Tim's voice cut in, harsh: "Three murders in five days. Why escalate now?"

Silence.

Then, a whisper from the boy: "I wanted him to see me. I thought he'd be proud."

Carol raised a brow. "You thought a serial killer would admire your work?"

I stepped in.

I pushed the door open slowly, heels echoing against the tiles. The boy looked up, startled, recognition flashing in his eyes.

"You're the profiler, right?" he said.

I smiled. "And you're the fan."

I pulled out a chair, sat beside Carol. "Tell me, what was your favorite of his… pieces?"

He swallowed. "The woman in the bathtub. The flowers in her mouth. So… poetic."

I leaned closer, voice smooth as silk. "That wasn't poetry. That was grief. Do you even understand the message he left?"

The boy blinked. "Message?"

"Exactly," I said. "You imitated the form, but never the meaning."

He shifted uncomfortably. I watched the tremble in his fingers. A child pretending to be a god.

"You don't get to wear someone else's skin and claim it as your own," I whispered. "You're not an artist. You're a smudge."

"I—!" he started, but I didn't let him finish.

"I came here expecting a challenge. A conversation between equals. But you're just noise. Noisy little flies, buzzing around a corpse you didn't kill."

The boy's lips curled in frustration. "You think you're better than me?"

"No," I said, leaning forward, lowering my voice. "I know I am."

His breathing quickened. Rage flushed his cheeks.

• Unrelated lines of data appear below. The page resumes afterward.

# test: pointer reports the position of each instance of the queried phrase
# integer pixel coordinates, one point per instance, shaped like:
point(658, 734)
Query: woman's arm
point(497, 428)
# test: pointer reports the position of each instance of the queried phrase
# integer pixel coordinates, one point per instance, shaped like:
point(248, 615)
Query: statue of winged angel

"I could kill him. The Paper Crane. I'll prove it. I'll be better than him!"

There it was. The truth.

Tim stiffened, and Carol glanced my way, confused by the strange glint in my eyes.

But I smiled.

"Let's say you could," I whispered. "Would you be remembered?"

His breath hitched.

"Because no one remembers who killed Mozart. Or Da Vinci. They only remember the art."

The boy went silent. Defeated. Unraveled. Just the way I wanted.

Carol stood, nodding. "That's enough."

I turned, but not before sliding a small, hand-folded paper crane across the table toward the boy.

He looked at it, wide-eyed.

And I said, "Consider this… your last lesson in craftsmanship."